The central bank delivered a second consecutive half-point drop to its policy rate on Wednesday. After five straight cuts in 2024, the Bank of Canada’s key rate now stands at 3.25 per cent.
Despite the substantial reduction in borrowing costs tied to the central bank’s benchmark rate, BMO senior economist Robert Kavcic warned in a note to clients Thursday that fixed mortgage rates in Canada may have already hit their floor.
While Canadians with variable-rate debt like some mortgages and home-equity lines of credit will have seen an immediate reduction in their rates of interest in line with the Bank of Canada’s 50-basis-point cut, Kavcic warned those shopping for fixed-rate mortgages likely won’t see the same easing.
That’s because fixed-rate mortgages don’t respond directly to the Bank of Canada’s policy rate. Changes in the benchmark rate affect this side of the market indirectly by influencing bond yields, which lenders use as a proxy to price their fixed mortgage offerings.
But amid signals from the Bank of Canada that it’s set to slow the pace of easing in 2025, Kavcic noted that the five-year Government of Canada bond yield — a key driver for popular five-year, fixed-rate mortgages — actually ticked higher on Wednesday.
While economists are widely expecting additional interest rate cuts next year, markets have also already priced in another 50-basis-points of easing by June, Kavcic said.
Unless there’s a sharp change in expectations for the Bank of Canada, he argued there might not be much more “downside” for five-year yields.
By extension, “the low for mortgage rates in a well-behaved economy might already be upon us,” Kavcic said.
Victor Tran, Ratesdotca mortgage and real estate expert, tells Global News that bond yields and fixed-mortgage rates have both been “pretty stubborn” over the past three or four months.
Fixed-mortgage rates have adjusted a bit higher or lower in recent weeks but have largely hovered in the low-to-mid-four-per cent range, Tran says.
Heading into 2025, he expects homebuyers and those with mortgages up for renewal could potentially see rates fall into the high-three-per cent range, but he also warns that lenders are “treading cautiously” right now.
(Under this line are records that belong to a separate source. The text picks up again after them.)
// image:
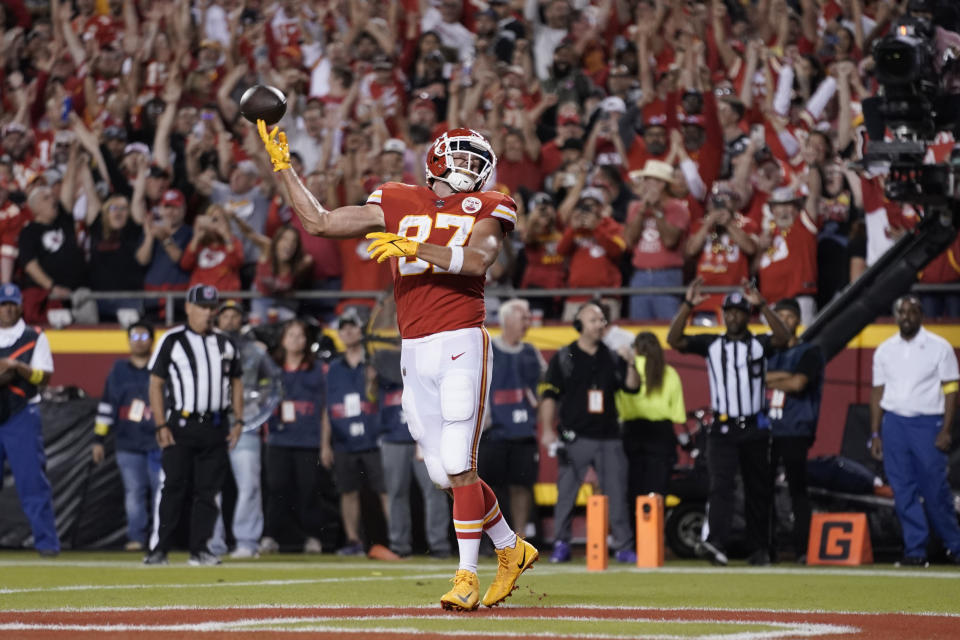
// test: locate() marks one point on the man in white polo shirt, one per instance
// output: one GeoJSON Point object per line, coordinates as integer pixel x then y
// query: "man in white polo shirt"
{"type": "Point", "coordinates": [914, 396]}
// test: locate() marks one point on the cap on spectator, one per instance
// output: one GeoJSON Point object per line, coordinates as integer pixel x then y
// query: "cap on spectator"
{"type": "Point", "coordinates": [350, 316]}
{"type": "Point", "coordinates": [248, 166]}
{"type": "Point", "coordinates": [205, 295]}
{"type": "Point", "coordinates": [382, 62]}
{"type": "Point", "coordinates": [137, 147]}
{"type": "Point", "coordinates": [10, 293]}
{"type": "Point", "coordinates": [788, 304]}
{"type": "Point", "coordinates": [423, 102]}
{"type": "Point", "coordinates": [656, 169]}
{"type": "Point", "coordinates": [656, 120]}
{"type": "Point", "coordinates": [230, 304]}
{"type": "Point", "coordinates": [156, 171]}
{"type": "Point", "coordinates": [13, 127]}
{"type": "Point", "coordinates": [736, 300]}
{"type": "Point", "coordinates": [64, 137]}
{"type": "Point", "coordinates": [593, 193]}
{"type": "Point", "coordinates": [785, 195]}
{"type": "Point", "coordinates": [394, 145]}
{"type": "Point", "coordinates": [172, 198]}
{"type": "Point", "coordinates": [539, 198]}
{"type": "Point", "coordinates": [613, 103]}
{"type": "Point", "coordinates": [52, 176]}
{"type": "Point", "coordinates": [115, 133]}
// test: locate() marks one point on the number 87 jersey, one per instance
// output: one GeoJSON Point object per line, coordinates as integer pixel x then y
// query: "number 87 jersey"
{"type": "Point", "coordinates": [429, 299]}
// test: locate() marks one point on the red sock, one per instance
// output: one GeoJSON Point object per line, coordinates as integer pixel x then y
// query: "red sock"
{"type": "Point", "coordinates": [494, 524]}
{"type": "Point", "coordinates": [491, 508]}
{"type": "Point", "coordinates": [468, 523]}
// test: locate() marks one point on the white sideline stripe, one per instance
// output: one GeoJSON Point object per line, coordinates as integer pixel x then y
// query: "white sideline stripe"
{"type": "Point", "coordinates": [942, 574]}
{"type": "Point", "coordinates": [314, 605]}
{"type": "Point", "coordinates": [286, 625]}
{"type": "Point", "coordinates": [138, 565]}
{"type": "Point", "coordinates": [210, 585]}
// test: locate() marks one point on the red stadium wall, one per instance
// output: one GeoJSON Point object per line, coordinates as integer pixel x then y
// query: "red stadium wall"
{"type": "Point", "coordinates": [83, 358]}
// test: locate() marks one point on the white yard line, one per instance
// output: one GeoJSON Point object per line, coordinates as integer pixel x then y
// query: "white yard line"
{"type": "Point", "coordinates": [945, 573]}
{"type": "Point", "coordinates": [217, 585]}
{"type": "Point", "coordinates": [319, 625]}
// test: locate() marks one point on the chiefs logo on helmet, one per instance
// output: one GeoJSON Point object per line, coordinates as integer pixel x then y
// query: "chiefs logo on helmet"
{"type": "Point", "coordinates": [462, 158]}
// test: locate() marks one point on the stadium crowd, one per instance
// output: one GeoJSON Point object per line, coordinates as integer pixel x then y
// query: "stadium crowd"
{"type": "Point", "coordinates": [644, 141]}
{"type": "Point", "coordinates": [647, 143]}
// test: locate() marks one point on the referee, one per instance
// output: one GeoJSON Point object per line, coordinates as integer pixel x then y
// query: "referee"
{"type": "Point", "coordinates": [736, 363]}
{"type": "Point", "coordinates": [194, 382]}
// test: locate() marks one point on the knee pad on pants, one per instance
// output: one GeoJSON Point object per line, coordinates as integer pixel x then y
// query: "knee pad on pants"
{"type": "Point", "coordinates": [458, 400]}
{"type": "Point", "coordinates": [437, 473]}
{"type": "Point", "coordinates": [456, 443]}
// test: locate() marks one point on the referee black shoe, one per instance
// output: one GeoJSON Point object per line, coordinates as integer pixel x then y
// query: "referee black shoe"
{"type": "Point", "coordinates": [156, 557]}
{"type": "Point", "coordinates": [203, 559]}
{"type": "Point", "coordinates": [912, 562]}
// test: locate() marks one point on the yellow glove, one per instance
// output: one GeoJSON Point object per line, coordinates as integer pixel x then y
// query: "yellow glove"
{"type": "Point", "coordinates": [390, 245]}
{"type": "Point", "coordinates": [276, 144]}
The Bank of Canada on Wednesday highlighted trade uncertainty with the United States — president-elect Donald Trump has floated imposing blanket tariffs on Canada when he takes office — as a major question mark making it difficult to make economic forecasts.
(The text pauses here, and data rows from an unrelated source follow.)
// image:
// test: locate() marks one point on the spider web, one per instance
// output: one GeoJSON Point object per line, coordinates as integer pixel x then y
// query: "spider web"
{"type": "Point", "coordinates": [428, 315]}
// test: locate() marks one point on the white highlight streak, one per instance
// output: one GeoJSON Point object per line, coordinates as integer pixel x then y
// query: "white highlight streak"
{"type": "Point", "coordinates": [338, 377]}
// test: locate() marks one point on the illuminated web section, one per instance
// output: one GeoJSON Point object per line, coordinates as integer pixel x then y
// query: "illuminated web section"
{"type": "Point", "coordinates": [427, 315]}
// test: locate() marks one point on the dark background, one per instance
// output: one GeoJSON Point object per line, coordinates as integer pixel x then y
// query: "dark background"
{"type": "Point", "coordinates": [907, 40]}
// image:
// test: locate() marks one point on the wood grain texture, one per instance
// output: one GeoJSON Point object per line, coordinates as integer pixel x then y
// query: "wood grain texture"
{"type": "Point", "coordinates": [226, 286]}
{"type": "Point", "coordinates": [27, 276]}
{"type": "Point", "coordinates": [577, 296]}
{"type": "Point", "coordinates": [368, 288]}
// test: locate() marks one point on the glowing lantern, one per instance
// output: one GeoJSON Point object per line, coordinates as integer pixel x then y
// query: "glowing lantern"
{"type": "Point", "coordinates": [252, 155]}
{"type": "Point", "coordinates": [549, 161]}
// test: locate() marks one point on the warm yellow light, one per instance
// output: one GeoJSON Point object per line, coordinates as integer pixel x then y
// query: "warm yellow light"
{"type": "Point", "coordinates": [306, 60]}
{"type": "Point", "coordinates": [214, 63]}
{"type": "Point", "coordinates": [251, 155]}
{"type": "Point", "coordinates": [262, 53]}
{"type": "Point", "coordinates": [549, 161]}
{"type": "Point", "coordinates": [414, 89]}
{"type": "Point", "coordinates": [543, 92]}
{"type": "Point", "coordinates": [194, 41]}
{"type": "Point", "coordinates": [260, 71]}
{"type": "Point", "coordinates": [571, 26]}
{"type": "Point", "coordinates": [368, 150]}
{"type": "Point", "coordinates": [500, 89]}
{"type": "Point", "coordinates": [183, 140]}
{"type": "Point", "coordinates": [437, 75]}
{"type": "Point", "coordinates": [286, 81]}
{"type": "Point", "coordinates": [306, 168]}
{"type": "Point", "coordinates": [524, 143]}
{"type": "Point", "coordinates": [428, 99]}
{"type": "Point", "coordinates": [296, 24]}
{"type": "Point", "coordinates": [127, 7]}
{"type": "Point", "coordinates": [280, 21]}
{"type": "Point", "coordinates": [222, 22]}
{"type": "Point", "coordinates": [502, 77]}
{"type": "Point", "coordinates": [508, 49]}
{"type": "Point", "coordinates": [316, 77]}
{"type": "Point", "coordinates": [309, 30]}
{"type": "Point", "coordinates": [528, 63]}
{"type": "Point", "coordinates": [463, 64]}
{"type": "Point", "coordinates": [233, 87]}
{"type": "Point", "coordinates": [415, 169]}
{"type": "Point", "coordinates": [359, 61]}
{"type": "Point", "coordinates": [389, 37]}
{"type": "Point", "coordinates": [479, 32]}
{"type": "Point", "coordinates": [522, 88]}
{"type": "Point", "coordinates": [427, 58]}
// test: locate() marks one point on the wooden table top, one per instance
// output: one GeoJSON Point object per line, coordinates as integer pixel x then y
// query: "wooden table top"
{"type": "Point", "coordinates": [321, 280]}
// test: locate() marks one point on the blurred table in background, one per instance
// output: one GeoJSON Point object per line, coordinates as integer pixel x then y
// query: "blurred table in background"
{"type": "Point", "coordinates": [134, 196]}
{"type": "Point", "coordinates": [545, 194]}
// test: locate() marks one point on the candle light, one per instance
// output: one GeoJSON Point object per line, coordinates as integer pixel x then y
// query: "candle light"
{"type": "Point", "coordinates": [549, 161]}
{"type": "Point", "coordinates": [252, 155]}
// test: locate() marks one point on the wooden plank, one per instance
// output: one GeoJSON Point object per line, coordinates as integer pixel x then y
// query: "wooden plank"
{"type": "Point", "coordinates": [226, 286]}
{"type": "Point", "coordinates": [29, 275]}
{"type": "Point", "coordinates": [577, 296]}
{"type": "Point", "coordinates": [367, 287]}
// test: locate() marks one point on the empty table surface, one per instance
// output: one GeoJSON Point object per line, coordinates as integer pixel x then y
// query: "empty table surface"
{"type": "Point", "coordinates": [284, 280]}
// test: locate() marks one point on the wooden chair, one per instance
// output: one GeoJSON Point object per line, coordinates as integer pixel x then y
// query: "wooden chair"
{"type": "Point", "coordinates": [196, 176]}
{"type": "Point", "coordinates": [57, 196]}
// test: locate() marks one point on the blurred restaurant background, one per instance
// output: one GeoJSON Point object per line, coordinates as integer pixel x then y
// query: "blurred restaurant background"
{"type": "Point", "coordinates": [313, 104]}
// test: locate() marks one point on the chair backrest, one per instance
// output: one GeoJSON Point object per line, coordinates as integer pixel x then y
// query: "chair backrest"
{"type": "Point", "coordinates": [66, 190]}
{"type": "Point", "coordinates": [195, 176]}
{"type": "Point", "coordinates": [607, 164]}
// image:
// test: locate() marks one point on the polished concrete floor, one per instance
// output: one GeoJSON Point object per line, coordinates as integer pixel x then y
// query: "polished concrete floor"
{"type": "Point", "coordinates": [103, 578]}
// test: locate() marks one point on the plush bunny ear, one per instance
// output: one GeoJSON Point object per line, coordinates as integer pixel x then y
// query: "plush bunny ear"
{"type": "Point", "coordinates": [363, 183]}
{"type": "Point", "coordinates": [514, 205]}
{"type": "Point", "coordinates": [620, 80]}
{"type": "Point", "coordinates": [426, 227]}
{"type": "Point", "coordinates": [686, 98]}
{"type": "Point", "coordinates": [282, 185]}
Experts told Global News this week that if the tariffs are ultimately imposed as threatened, the resultant hit to Canada’s economy would force the central bank to cut its policy rate sharply to soften the blow.
Tran says lenders don’t want to make major shifts in their fixed-rate mortgage offerings only to have to backtrack should the U.S. tariffs come to pass and the central bank’s rate path shifts drastically lower.
But with the trend still broadly downward for the Bank of Canada’s policy rate, both Kavcic and Tran noted that the spread between fixed and variable mortgage rates is narrowing in the market.
Variable mortgages, which had been priced higher than their fixed counterparts while the Bank of Canada rapidly raised its policy rate in recent years, have come in closer to some fixed-rate mortgages in recent months.
That’s changed the value proposition for some eyeing the housing market or with a mortgage up for renewal in early 2025, Tran says.
“It’s a little bit more difficult, because now they’re fairly on par,” he says.
“A lot of customers are having difficulty deciding whether just to lock in and have some stability on fixed rates, or go for the variable and hopefully be ahead in the next few months or so.”